Shannon grinned. “As you can tell, Brother Bernard is a mighty fierce man. You wouldn’t want him to step in here and see you doing anything but sleeping in your bunks.”
The gunman slapped his hands together. “Now for some good news, boys—your date with the Grand Council has been postponed for a couple of days. It means two extry days of life fer you fellers.”
“Thank Brother Matthias fer that,” Shannon said. “Tomorrow bein’ the Sabbath, we got the tithes to collect and it’s always a chore to wring money out of folks that don’t want to part with it.”
Shannon beamed as though a thought had just pleased him.
“On Monday we’re burning the witch, and the day after is when you’ll be questioned by the Council,” he said. “Brother Matthias penciled in your executions for Tuesday.”
“If you got any more good news, Cobb, keep it to yourself,” Sedley said.
“Why are you killing the girl?” Shawn said. “She didn’t do anything.”
“Didn’t I just tell you? She’s a witch. The women found a cat-shaped mole on her left shoulder an’ that’s a sure sign of witchcraft, they say. She’ll burn in the evening. Fire looks better in the dark, like.”
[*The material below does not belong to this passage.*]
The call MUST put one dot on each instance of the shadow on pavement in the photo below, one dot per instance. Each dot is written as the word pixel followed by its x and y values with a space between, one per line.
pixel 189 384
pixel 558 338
Shannon smiled. “Next week’s tithe will be increased threefold, since Brother Matthias, in addition to all his other parochial duties, must protect the town from the witches who’ll surely come seeking terrible revenge.”
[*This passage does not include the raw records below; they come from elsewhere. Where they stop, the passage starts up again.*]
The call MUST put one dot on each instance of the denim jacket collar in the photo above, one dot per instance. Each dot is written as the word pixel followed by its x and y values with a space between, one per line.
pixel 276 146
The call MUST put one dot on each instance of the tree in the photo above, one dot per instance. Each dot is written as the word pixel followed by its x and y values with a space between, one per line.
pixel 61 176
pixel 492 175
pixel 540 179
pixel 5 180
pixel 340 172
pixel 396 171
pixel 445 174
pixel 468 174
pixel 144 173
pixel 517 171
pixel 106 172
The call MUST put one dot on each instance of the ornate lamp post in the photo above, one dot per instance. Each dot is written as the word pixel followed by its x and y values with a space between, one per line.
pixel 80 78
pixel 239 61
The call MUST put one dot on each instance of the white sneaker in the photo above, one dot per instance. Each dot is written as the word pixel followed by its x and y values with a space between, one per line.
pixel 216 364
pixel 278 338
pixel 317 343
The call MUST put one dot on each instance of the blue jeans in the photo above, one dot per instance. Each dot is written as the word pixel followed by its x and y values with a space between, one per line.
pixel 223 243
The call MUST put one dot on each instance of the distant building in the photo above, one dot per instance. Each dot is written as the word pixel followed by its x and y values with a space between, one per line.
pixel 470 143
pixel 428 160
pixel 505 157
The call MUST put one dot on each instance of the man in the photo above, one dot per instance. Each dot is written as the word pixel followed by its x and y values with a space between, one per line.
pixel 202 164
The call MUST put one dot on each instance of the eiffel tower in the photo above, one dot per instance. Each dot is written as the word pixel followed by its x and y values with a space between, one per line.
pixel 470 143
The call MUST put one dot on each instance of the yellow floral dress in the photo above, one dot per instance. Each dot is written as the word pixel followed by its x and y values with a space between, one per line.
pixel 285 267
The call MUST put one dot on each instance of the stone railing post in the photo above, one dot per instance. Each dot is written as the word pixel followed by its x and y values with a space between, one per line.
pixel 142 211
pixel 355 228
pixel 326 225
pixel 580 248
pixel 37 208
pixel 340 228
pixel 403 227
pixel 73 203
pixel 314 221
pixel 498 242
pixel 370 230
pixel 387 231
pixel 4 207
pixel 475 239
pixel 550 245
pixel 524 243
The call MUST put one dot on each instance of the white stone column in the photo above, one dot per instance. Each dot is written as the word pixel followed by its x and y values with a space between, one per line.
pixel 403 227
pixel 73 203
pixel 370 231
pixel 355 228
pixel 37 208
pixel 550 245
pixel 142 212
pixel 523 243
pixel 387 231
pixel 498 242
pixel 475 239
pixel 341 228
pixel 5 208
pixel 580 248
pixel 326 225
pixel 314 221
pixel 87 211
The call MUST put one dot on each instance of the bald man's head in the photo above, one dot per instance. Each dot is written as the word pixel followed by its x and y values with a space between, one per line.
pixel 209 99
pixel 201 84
Those last sounded like Cobb’s words and Shannon was obviously repeating them by rote.
Overcoming a feeling of utter helplessness, Shawn sought to give death a human face and a name he would remember. “What does the girl call herself?” he said.
“Name’s Sally Bailey, or so she claims. But she’s probably called fer a witch of some kind.”
“Like Hecate, maybe,” Shawn said.
“Huh?”
“Hecate was the Greek goddess of witchcraft, magic, the night and the moon,” Shawn said. “But an ignoramus like you wouldn’t know anything about that, would you, Shannon?”
Realizing that Shawn was making fun of him, Shannon’s face stiffened and he said, “Maybe I don’t have book learnin’ or a rich pa, but I know this, O’Brien. I’ll be standing in the crowd the day your head rolls. Now give me the skillet back. You two have eaten enough.”
He turned to Fendy. “Jack, these two get up to any fancy moves or give you back talk, shoot them in the belly.”
“Depend on it,” Fendy said.
In the lamp-streaked darkness the gunman looked like a grinning reptile.